Une stratégie électorale rodée

Ce type d’attaque virulente et médiatique fait partie de la stratégie de communication du Rassemblement National. En personnalisant le combat contre des figures européennes comme Ursula von der Leyen, Emmanuel Macron ou d’autres leaders bruxellois, Marine Le Pen cherche à incarner la résistance des « gens d’en bas » face aux élites mondialisées.

Ses partisans saluent une parole « vraie » et courageuse, tandis que ses détracteurs y voient de la démagogie, du populisme et parfois des accents xénophobes. Les réseaux sociaux ont immédiatement amplifié la formule « Bà Ursula Makeover », transformant la critique en meme politique.

Réactions et enjeux pour l’avenir

Du côté de la majorité présidentielle et des pro-européens, on dénonce une rhétorique simpliste et dangereuse. « Marine Le Pen veut isoler la France, la couper de ses partenaires et la ramener à une souveraineté illusoire », rétorquent ses adversaires. Ils rappellent que l’appartenance à l’Union européenne a permis à la France de peser sur la scène internationale, de bénéficier du marché unique et de fonds structurels importants.

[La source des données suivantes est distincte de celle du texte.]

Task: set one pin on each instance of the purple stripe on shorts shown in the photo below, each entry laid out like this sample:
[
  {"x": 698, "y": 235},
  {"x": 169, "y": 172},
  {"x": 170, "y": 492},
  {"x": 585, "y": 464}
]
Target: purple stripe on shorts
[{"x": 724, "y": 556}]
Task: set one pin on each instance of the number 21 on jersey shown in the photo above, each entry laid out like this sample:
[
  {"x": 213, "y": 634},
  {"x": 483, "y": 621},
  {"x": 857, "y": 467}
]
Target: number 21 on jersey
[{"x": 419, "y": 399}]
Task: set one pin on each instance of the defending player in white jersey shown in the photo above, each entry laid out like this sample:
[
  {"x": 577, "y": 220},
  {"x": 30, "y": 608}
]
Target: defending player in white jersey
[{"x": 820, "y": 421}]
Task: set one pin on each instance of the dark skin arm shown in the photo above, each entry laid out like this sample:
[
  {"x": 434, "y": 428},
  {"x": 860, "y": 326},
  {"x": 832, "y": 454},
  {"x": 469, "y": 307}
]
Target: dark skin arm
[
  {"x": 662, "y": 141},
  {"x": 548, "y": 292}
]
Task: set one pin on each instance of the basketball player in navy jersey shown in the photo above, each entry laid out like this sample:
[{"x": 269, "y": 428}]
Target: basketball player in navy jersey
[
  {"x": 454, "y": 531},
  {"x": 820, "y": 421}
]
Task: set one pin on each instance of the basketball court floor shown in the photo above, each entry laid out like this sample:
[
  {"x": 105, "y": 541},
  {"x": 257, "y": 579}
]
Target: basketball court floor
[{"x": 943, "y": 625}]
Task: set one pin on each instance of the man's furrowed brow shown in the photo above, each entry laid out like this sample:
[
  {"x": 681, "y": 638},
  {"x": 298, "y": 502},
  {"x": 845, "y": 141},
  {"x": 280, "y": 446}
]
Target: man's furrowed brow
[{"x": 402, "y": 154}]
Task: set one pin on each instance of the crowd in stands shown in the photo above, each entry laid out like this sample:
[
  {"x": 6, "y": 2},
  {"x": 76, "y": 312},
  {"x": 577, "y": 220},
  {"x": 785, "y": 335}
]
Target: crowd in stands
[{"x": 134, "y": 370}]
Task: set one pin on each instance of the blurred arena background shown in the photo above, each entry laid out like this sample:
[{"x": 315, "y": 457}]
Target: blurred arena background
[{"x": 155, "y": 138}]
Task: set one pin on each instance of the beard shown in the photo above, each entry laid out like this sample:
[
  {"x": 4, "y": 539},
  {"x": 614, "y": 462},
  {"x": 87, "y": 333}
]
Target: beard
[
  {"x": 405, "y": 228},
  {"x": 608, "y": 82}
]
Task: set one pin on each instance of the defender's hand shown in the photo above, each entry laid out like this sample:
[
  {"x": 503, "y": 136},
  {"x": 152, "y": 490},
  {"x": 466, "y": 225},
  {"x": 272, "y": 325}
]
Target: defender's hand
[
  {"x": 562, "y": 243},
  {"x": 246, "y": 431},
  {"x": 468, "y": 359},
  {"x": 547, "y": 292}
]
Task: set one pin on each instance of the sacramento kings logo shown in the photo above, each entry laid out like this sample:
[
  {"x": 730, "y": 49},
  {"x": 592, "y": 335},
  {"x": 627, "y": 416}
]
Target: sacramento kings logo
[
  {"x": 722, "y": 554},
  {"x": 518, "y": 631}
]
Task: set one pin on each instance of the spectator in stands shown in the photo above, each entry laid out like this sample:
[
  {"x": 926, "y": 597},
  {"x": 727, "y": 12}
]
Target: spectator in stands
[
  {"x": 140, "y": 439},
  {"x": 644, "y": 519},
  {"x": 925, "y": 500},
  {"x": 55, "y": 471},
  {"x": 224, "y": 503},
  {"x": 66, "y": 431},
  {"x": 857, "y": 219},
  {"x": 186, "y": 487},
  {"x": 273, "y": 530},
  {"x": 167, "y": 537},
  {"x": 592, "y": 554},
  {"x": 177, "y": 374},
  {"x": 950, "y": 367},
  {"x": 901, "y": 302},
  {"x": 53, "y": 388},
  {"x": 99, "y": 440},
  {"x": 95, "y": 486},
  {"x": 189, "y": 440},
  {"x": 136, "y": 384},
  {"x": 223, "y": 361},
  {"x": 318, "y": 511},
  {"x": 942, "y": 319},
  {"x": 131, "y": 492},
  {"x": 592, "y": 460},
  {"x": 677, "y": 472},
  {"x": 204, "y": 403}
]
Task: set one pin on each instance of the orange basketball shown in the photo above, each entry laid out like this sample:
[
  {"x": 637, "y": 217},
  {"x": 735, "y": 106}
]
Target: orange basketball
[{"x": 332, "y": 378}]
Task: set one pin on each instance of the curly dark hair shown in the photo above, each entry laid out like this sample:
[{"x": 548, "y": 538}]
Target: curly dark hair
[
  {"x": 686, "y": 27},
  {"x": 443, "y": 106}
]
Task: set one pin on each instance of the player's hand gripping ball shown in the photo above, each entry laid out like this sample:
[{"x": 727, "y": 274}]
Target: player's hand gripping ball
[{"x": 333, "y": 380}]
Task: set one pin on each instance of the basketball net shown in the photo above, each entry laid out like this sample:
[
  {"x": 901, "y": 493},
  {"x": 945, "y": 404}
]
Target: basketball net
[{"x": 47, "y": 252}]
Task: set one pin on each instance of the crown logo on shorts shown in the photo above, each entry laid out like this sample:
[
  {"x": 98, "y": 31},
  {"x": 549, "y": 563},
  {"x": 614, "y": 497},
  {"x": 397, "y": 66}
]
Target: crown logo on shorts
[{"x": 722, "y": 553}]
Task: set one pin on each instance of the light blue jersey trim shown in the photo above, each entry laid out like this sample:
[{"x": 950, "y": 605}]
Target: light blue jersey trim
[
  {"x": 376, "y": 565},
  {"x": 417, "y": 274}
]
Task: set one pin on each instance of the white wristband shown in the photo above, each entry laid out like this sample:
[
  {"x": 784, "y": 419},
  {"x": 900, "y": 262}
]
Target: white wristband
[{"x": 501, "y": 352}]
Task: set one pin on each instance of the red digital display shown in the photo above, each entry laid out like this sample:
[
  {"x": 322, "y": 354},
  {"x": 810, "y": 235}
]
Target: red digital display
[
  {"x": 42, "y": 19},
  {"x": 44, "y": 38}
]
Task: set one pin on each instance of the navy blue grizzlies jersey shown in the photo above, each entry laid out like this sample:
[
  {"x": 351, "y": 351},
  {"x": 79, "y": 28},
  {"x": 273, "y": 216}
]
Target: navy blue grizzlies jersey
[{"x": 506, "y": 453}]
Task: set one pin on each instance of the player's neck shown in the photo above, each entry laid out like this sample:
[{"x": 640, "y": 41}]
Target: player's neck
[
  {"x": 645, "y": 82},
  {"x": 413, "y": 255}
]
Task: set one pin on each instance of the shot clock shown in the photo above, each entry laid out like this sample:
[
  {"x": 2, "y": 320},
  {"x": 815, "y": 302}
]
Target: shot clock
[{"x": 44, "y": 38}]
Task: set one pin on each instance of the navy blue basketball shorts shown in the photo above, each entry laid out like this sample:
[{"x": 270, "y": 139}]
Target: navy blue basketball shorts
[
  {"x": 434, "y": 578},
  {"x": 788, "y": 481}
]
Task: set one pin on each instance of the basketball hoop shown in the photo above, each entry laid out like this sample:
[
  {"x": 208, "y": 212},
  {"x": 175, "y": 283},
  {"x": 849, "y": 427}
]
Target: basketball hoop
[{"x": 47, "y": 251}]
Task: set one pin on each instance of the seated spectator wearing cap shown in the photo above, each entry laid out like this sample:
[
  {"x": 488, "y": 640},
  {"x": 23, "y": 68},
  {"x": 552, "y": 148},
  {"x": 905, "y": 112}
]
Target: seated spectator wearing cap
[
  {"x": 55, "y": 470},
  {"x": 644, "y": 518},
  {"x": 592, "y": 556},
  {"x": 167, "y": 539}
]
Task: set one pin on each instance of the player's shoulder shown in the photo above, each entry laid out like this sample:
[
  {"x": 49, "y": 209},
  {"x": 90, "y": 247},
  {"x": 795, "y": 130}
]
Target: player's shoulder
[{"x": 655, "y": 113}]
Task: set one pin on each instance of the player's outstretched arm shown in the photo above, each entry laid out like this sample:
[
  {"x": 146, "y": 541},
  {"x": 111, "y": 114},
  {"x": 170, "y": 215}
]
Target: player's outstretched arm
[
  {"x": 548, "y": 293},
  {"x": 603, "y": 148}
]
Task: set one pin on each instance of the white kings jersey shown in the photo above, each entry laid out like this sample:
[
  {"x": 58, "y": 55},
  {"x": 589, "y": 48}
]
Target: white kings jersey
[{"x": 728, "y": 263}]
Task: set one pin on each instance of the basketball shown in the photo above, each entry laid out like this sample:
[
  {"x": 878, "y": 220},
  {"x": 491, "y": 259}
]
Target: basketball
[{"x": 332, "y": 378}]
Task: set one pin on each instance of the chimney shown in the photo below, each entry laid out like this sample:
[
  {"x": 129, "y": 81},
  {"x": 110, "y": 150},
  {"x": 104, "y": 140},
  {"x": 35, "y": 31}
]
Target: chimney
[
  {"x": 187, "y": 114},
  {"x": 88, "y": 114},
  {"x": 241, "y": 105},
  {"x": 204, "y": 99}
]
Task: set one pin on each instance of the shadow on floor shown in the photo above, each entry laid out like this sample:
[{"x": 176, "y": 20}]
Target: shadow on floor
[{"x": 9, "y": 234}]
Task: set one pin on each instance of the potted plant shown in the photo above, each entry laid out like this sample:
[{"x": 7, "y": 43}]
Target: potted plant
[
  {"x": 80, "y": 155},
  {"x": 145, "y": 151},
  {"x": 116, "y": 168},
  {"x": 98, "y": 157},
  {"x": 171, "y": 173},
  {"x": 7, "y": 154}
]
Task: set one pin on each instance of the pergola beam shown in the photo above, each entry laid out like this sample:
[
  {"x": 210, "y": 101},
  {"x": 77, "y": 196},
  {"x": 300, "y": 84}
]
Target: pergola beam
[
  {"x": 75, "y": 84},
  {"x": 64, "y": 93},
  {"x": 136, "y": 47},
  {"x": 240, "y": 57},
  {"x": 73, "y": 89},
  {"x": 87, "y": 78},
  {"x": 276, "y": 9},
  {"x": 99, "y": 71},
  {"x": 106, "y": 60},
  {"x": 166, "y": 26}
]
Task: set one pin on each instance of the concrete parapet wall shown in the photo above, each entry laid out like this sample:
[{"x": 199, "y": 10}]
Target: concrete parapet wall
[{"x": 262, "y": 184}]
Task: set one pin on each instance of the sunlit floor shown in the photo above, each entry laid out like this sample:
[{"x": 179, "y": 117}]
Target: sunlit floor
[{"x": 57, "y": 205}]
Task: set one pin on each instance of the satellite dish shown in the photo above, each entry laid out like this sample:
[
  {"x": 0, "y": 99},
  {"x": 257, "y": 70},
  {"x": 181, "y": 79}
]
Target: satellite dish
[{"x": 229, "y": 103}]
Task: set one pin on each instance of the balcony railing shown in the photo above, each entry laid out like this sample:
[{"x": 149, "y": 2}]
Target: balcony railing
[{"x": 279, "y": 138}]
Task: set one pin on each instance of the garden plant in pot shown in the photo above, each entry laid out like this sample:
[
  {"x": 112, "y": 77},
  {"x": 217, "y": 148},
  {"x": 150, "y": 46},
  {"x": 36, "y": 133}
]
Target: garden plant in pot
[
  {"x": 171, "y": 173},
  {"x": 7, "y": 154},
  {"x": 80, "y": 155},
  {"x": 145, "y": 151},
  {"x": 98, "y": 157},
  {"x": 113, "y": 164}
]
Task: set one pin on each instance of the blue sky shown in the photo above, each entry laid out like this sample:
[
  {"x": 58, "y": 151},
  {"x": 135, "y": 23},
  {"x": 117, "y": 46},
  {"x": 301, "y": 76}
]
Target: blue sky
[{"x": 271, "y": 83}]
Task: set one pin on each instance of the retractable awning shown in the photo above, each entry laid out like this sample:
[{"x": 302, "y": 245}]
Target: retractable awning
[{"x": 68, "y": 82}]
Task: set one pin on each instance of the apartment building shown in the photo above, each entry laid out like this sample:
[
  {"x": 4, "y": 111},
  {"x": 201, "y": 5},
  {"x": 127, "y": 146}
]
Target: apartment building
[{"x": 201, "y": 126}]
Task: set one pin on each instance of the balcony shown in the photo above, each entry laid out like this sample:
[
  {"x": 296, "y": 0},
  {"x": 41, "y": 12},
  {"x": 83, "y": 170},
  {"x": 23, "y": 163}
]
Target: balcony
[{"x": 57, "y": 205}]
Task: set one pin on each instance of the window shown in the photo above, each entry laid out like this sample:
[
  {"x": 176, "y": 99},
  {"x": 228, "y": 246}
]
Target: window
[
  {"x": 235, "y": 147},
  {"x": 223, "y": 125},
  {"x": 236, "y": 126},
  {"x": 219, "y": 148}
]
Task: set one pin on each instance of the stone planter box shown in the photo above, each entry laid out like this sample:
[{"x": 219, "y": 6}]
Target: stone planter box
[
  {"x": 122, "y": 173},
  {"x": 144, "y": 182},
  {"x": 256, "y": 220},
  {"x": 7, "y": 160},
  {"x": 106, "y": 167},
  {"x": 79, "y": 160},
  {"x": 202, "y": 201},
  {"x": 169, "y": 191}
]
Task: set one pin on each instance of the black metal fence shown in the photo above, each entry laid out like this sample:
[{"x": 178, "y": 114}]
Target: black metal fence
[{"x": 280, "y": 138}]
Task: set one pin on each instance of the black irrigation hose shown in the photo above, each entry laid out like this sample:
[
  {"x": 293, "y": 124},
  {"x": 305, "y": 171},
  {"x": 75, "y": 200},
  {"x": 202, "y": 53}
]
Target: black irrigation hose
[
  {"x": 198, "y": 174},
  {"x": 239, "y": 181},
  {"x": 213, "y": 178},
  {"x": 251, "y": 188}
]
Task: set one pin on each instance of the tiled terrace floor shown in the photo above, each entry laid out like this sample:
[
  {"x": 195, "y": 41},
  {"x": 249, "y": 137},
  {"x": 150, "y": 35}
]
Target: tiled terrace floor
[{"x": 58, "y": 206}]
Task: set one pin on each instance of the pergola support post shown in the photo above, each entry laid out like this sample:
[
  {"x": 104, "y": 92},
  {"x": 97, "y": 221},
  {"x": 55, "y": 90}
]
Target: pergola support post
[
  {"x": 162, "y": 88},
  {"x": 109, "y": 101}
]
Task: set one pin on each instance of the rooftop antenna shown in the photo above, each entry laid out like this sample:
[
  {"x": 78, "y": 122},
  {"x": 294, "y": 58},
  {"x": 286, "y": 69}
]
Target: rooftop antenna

Pourtant, le discours de Le Pen trouve un écho certain auprès d’une partie de l’électorat français inquiet face à l’immigration massive, à la perte de repères culturels et à la hausse du coût de la vie. Les sondages montrent régulièrement que les thèmes de l’identité nationale et du contrôle des frontières restent parmi les plus mobilisateurs pour le RN.

Alors que les élections européennes approchent ou que se profile la prochaine présidentielle, Marine Le Pen continue de durcir son positionnement souverainiste. Sa critique virulente d’Ursula von der Leyen s’inscrit dans une offensive plus large contre « l’oligarchie bruxelloise » qu’elle accuse de gouverner sans le consentement des peuples.

Que l’on partage ou non ses analyses, une chose est certaine : Marine Le Pen sait parler au cœur d’une France qui se sent dépossédée. Sa formule choc sur « la reine du makeover » risque de marquer les esprits et de nourrir encore longtemps le débat entre souverainistes et fédéralistes européens.